Objects are the cornerstone of Pythonβs object-oriented programming (OOP) paradigm. Everything in Python is an objectβintegers, strings, functions, modules, and even classes. Understanding how objects work is fundamental to mastering Python. Objects encapsulate data and behavior, allowing developers to build modular and maintainable applications. This document explores the concept of objects in Python in detail, covering creation, attributes, identity, methods, memory, and how Python treats everything as an object.
In Python, an object is a data structure that combines data (attributes) and behavior (methods). An object is an instance of a class, and every object in Python has the following characteristics:
x = 10
print(type(x)) # <class 'int'>
print(id(x)) # Memory ID (unique)
Python treats everything as an object, including functions, modules, and even classes.

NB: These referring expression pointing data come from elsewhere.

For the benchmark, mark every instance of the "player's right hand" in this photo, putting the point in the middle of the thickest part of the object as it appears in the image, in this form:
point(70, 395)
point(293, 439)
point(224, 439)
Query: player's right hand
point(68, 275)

This means every value has a type and a unique identity.
print(isinstance(10, object)) # True
print(isinstance("Hello", object)) # True
print(isinstance(len, object)) # True
A class is a blueprint for creating objects. It defines the structure (attributes) and behavior (methods) that the object will have.
class Dog:
def __init__(self, name, breed):
self.name = name
self.breed = breed
def bark(self):
return f"{self.name} says woof!"
my_dog = Dog("Rex", "Labrador")
print(my_dog.bark()) # Rex says woof!
Attributes store the state of an object. They are defined using self.attribute inside the class.
print(my_dog.name) # Rex
print(my_dog.breed) # Labrador
Methods are functions defined within a class that operate on instances of that class.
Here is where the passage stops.